Home energy management in smart households: Optimal appliance scheduling model with photovoltaic energy storage system

2020 
Abstract At present, with the applying of distributed energy resource (DER) in the demand side, the difficulty of demand-side management (DSM) is increasing. Improving the consumption rate of DER is currently one of the important research contents of the home energy management system (HEMS). How to better coordinate household appliances to participate in the HEMS, so as to improve the situation is the focus of this paper. Due to the development of artificial intelligence and communication technology, we establish a household appliance optimization scheduling system. According to the household electricity-using habits, most household appliances are divided into three categories.
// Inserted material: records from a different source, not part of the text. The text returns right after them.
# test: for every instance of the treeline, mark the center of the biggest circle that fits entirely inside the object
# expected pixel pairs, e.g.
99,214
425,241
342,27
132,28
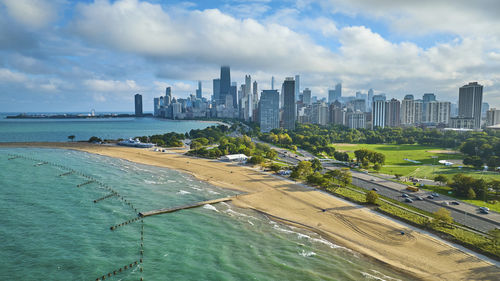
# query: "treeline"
482,149
167,140
319,139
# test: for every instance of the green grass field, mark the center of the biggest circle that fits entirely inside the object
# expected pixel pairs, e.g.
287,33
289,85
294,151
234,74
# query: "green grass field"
427,169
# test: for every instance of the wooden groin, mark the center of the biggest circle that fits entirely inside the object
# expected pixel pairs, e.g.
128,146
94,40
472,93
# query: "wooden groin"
184,207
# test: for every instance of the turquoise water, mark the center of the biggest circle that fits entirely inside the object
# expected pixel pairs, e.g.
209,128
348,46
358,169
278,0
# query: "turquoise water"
58,130
53,230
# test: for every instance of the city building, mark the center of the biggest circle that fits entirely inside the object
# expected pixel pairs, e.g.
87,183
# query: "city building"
225,84
138,105
297,87
288,92
392,113
407,111
470,100
269,111
306,96
492,117
356,120
198,91
378,111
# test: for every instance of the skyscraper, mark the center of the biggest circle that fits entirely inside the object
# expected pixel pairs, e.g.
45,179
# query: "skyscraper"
408,111
168,96
198,91
378,111
470,100
392,113
138,105
289,104
269,111
297,87
216,90
225,84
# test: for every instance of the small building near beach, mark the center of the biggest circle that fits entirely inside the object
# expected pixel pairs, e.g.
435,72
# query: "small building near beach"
235,158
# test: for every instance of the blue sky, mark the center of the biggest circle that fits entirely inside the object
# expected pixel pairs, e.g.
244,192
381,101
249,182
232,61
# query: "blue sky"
63,55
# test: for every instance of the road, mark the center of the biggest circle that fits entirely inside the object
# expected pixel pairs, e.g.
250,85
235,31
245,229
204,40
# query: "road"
463,213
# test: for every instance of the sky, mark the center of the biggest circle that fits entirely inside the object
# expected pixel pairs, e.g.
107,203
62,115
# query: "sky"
74,56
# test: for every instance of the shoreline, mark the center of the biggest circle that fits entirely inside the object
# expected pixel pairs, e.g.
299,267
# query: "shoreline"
357,228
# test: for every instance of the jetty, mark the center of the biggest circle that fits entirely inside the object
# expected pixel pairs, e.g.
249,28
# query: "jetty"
184,207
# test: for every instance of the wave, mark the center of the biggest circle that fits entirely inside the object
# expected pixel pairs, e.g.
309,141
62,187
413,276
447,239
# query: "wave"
210,207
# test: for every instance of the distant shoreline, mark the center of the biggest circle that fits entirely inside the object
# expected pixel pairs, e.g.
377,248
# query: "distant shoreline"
353,227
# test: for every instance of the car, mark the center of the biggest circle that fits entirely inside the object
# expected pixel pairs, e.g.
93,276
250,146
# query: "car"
483,211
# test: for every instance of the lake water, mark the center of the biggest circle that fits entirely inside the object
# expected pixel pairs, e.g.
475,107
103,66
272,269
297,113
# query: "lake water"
58,130
52,230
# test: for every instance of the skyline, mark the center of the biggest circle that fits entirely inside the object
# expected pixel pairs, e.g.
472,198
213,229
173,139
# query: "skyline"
67,56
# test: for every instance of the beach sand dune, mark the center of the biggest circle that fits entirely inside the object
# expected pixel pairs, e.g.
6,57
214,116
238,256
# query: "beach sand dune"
345,224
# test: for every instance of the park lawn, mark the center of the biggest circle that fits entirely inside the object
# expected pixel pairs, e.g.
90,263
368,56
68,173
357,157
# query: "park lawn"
429,172
395,154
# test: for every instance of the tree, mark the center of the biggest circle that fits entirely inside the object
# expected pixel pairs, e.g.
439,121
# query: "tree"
255,160
95,139
371,197
442,179
275,167
302,170
316,165
471,194
495,236
443,216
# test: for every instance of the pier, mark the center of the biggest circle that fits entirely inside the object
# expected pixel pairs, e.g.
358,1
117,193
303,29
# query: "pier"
184,207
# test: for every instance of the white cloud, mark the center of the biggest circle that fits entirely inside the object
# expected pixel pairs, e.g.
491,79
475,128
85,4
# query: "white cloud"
32,13
99,85
207,36
7,76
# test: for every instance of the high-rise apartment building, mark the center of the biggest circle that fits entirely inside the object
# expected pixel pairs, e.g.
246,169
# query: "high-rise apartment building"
492,117
198,91
225,84
392,113
297,87
306,96
289,110
378,111
407,111
138,105
269,111
470,100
Based on this, we propose a HEMS model, which aims to minimize the peak load and electricity cost of a smart home, and achieve single-objective and multi-objective optimization. In order to better implement the research of DER, the solar radiation data of one day in summer in Shanghai is used to compare with different capacities of photovoltaic energy storage system (PESS). Because the variables in the model are mostly binary or decimal integers, it is essentially a mixed integer programming (MIP). Therefore, a simulator has been implemented in the MATLAB software environment to facilitate the solution of proposed HEMS. The results show that the configuration of PESS is beneficial to the optimal scheduling of household appliances. In the single objective optimization, the peak load and electricity cost of scheme 4 is decreased by 61.51% and 71.39% compared with scheme 1, respectively. Besides, Pareto front is the most ideal in multi-objective optimization under scheme 4, and Pareto solutions distribution are more uniform, which can provide more scheduling choices for residential users. In addition, by comparing the different photovoltaic (PV) subsidy policies in 2013 and 2018, it is reasonable for China to gradually realize PV subsidy-free.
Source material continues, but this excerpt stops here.